Membre de la Commission d’instruction publique (22 juillet 1820-17 octobre 1830), il devient vice-recteur de l’académie de Paris (27 février 1821-26 août 1824). C’est pendant son rectorat, mais sans sa participation directe, que l’on enlève à Cousin la suppléance de Royer-Collard à la Sorbonne en 1820, à Guizot sa chaire en 1822, et que l’on supprime l’École normale la même année. L’ordonnance du 26 août 1824, qui institue un ministère des Affaires ecclésiastiques et de l’instruction publique et en donne le portefeuille à Mgr Frayssinous, met fin au rectorat de l’abbé Nicolle. En 1827, l’abbé Nicolle est nommé vicaire général de l’archevêque de Paris.

Avec son frère Henri, il travaille à la restauration de l’ancien collège Sainte-Barbe, qui après sa fermeture sous la Révolution, s’était séparé en deux établissements : l’un, rue Cujas, était dirigé depuis 1798 par Victor de Lanneau, ancien religieux théatin ; l’autre, sis au 42, rue des Postes, avait été ouvert en 1807 par un ancien de Sainte-Barbe, Parmentier. En 1817, l’abbé Nicolle rachète cet établissement, met à sa tête l’abbé Cotret, son ancien élève, prend le titre de directeur honoraire et rédige de nouveaux règlements. En 1818, la Commission d’instruction publique interdit à l’école de porter le nom de nouvelle Sainte-Barbe et lui donne le nom d’Institution de l’Université. Par arrêté du Conseil royal de l’Instruction publique en date du 28 août 1821, l’institution de la rue des Postes est érigée en collège de plein exercice et, le 2 juillet 1822, le même conseil autorise le collège de la rue des Postes à porter le nom de collège Sainte-Barbe. En 1826, il acquiert le statut de collège municipal de Paris mais, après la Révolution de 1830, il est renommé collège Rollin (6 octobre 1830). L’abbé Nicolle place son frère Henri à la tête de l’établissement en 1820 ; il y fait entrer des fils de famille aristocratiques (Saint-Priest, Ostermann, Wolkonsky), mais le collège reçoit aussi des élèves d’origine plus modeste, comme Victor Duruy qui y séjourne de 1823 à 1830. Michelet y enseigne l’histoire de 1822 à 1826.

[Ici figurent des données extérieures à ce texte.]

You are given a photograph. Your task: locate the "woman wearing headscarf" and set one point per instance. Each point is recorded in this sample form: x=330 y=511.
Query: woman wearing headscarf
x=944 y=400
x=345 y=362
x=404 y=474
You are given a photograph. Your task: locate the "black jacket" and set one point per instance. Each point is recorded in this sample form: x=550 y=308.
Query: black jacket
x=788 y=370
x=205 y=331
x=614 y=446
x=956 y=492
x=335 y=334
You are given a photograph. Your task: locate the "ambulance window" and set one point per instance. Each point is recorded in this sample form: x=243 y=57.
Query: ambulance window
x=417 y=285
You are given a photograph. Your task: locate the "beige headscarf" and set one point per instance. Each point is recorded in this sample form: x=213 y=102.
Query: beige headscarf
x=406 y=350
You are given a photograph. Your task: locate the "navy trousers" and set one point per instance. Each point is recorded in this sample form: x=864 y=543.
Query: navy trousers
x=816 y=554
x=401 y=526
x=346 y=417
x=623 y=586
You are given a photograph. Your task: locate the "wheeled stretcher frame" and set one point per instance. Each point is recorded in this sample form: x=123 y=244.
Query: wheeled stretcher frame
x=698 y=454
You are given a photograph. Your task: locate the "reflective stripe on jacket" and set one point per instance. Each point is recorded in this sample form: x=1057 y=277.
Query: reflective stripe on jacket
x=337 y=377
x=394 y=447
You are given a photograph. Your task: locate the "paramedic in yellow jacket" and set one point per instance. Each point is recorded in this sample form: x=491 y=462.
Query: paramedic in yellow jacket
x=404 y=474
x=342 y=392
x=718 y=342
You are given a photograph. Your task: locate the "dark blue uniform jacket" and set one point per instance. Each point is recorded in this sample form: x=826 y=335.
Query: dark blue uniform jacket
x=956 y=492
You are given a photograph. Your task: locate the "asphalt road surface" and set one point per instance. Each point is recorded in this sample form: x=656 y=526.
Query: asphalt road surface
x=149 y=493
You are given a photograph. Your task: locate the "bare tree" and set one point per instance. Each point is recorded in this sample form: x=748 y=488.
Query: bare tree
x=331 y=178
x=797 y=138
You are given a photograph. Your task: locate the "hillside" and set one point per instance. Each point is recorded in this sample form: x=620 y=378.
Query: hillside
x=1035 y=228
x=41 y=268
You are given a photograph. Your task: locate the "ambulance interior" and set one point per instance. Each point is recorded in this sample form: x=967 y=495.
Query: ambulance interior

L’abbé Nicolle travaille aussi au rétablissement de l’église de la Sorbonne, saccagée en novembre 1794 et rendue au culte en 1822.

La Révolution de 1830 lui enlève son siège au Conseil royal de l’instruction publique ; il est mis à la retraite par l’ordonnance royale du 17 août 1830. Il séjourne chez les Javon à Soisy-sous-Montmorency, où il meurt en 1835, à l’âge de soixante-dix-sept ans. Un an avant sa mort, il avait publié un petit ouvrage intitulé Plan d’éducation ou projet d’un collège nouveau , Paris, 1834, in-18.

Notices des producteurs d'archives

Modalités d'entrée

Don de Mme Debray-Walrant, 2017.

Description

773AP/1. Papiers personnels et de fonction. 1779-1843.

  • Titres et diplômes. 1783-1830.
  • Proviseur du lycée Richelieu à Odessa. 1808-1819.
  • Aumônier du roi. 1821-1825.
  • Recteur de l’Académie de Paris. 1820-1824.
  • Église de la Sorbonne. 1825.
  • Collège Sainte-Barbe. 1820-1829.
  • Papiers personnels. 1779-1835.
  • Décès et succession. 1835-1836.

773AP/2-773AP/3. Correspondance envoyée et reçue. 1793-1835.

Conditions d'accès

Communication libre, selon les modalités en vigueur aux Archives nationales.

Conditions d'utilisation

Reproduction autorisée, selon les modalités en vigueur aux Archives nationales.